Mendengar para tamu membahas penambahan pos pertahanan di Wangsa Wei Barat, Li Tai mulai menduga bahwa langkah ini berkaitan dengan sistem militer baru yang akan datang.

Catatan sejarah menyebut Yu Wen Tai mulai merekrut para bangsawan Guanlong sebagai pasukan setelah kekalahan di Bukit Mangshan, tapi cara dan tahapannya tidak dijelaskan secara rinci.

Sistem pasukan militer memang berakar dari sistem prajurit kota di Wangsa Wei Utara, tapi proses pembentukannya tidak terjadi dalam semalam. Pada awal Dinasti Sui, unit militer disebut 'Pelopor', di akhir Sui disebut 'Elang Terbang', dan baru di Tang disebut 'Pasukan Penyerang'.

Jadi, mungkin pos pertahanan yang sering didirikan di Wangsa Wei Barat saat ini adalah unit militer masa transisi sebelum sistem militer benar-benar terbentuk.

Li Tai sebelumnya lebih memahami gaya hidup klasik ketimbang sejarah militer, sehingga hanya tahu garis besar soal pembentukan sistem militer.

Namun, secara logika, jika Yu Wen Tai ingin merekrut para bangsawan Guanlong, harus mengatur dan menempatkan pasukan lokal, penambahan pos pertahanan adalah salah satu cara.
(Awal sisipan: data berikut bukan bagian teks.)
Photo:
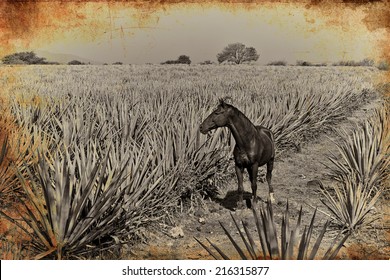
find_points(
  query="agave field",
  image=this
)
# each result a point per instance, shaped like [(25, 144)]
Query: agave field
[(92, 157)]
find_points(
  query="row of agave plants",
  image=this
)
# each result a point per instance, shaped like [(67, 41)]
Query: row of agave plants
[(94, 168)]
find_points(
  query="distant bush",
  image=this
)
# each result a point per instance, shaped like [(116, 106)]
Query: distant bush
[(304, 63), (75, 62), (25, 58), (278, 63), (365, 62), (183, 59), (206, 62), (383, 65)]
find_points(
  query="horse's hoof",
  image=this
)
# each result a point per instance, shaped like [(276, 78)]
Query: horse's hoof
[(240, 206), (272, 198)]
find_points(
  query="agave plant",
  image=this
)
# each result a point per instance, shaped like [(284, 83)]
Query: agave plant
[(77, 201), (291, 243), (361, 174)]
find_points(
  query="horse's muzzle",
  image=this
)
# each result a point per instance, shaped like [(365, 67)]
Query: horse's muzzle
[(203, 130)]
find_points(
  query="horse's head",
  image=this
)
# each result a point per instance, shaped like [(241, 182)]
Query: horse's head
[(218, 118)]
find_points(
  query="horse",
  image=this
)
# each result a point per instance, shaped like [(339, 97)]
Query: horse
[(255, 146)]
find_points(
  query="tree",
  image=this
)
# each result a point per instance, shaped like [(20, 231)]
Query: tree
[(183, 59), (75, 62), (23, 58), (237, 53)]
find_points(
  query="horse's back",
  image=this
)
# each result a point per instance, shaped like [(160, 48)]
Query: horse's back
[(268, 140)]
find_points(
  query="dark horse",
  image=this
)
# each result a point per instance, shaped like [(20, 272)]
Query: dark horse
[(254, 145)]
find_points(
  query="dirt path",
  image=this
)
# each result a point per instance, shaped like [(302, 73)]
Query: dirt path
[(295, 179)]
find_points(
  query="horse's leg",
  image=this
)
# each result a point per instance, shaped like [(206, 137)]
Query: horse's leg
[(270, 167), (252, 170), (239, 172)]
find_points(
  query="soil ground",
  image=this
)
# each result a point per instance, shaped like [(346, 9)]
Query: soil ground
[(296, 178)]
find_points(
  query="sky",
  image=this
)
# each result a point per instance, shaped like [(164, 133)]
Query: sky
[(121, 31)]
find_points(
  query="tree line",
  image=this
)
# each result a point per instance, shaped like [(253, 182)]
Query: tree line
[(235, 53)]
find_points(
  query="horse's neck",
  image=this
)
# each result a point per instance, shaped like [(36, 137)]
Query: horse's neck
[(242, 129)]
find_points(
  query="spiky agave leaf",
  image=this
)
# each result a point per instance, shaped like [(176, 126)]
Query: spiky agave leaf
[(264, 223)]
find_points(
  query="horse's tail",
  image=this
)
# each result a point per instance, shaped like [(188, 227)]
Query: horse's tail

Setelah organisasi mencapai skala tertentu, pos-pos itu bisa dipecah menjadi unit militer yang lebih besar atau kecil, lalu membentuk struktur sistem militer.

Memikirkan hal ini, hati Li Tai pun bersemangat.

Ia terus memikirkan cara bertahan dan berkembang di wilayah Wangsa Wei Barat, sebelumnya memberi saran namun tak mendapat perhatian Yu Wen Tai, sehingga sedikit kecewa, tetapi segera menerima kenyataan.

Wangsa Wei Barat bukanlah kerajaan besar yang utuh, meski mendapat kepercayaan Yu Wen Tai dan diangkat ke posisi penting, masa depan tetap terbatas. Kekuasaan Wangsa Wei Barat memang lemah, ditambah lingkungan luar yang keras, perkembangan kekuatan lokal hampir tak terbatasi.

Dalam kondisi seperti ini, berambisi ke pusat malah membuang waktu.

Di zaman kacau, yang berkuasa adalah yang punya pasukan. Keluarga Li dari Longxi punya posisi tinggi di Wangsa Wei Utara, tapi begitu Er Zhu Rong masuk ke Luoyang, banyak anggota keluarga Li dibantai, ayah Li Tai, Li Xiao, sampai memilih hidup terpencil dan tak mau jadi pejabat.

Sekalipun Li Tai berhasil di birokrasi Wangsa Wei Barat, paling-paling jadi seperti Li Chong, tapi jika terjadi gejolak politik besar, tetap tak mampu melindungi diri.

Karena itu, lebih baik meninggalkan ambisi ke pusat, turun ke pedesaan, jadi kepala pos pertahanan, dan kelak punya tempat di sistem militer masa depan.

Walaupun ia pendatang baru yang menyerah, tanpa akar di wilayah ini, masih ada lima-enam tahun sebelum sistem militer terbentuk, cukup waktu untuk persiapan. Setidaknya, dengan hidup di pedesaan, ia bisa menghindari arus politik Wangsa Wei Barat yang berbahaya.

Saat ia masih memikirkan jalur pengembangan diri, tiba-tiba para tamu bangkit dan berjalan keluar, ada yang berseru, “Kepala Kantor Du Gu datang!”

Kepala Kantor Du Gu… Du Gu Xin?

Li Tai mendengar nama itu, segera berdiri dan mengikuti para tamu keluar aula, ingin melihat seperti apa sosok mertua terhebat itu.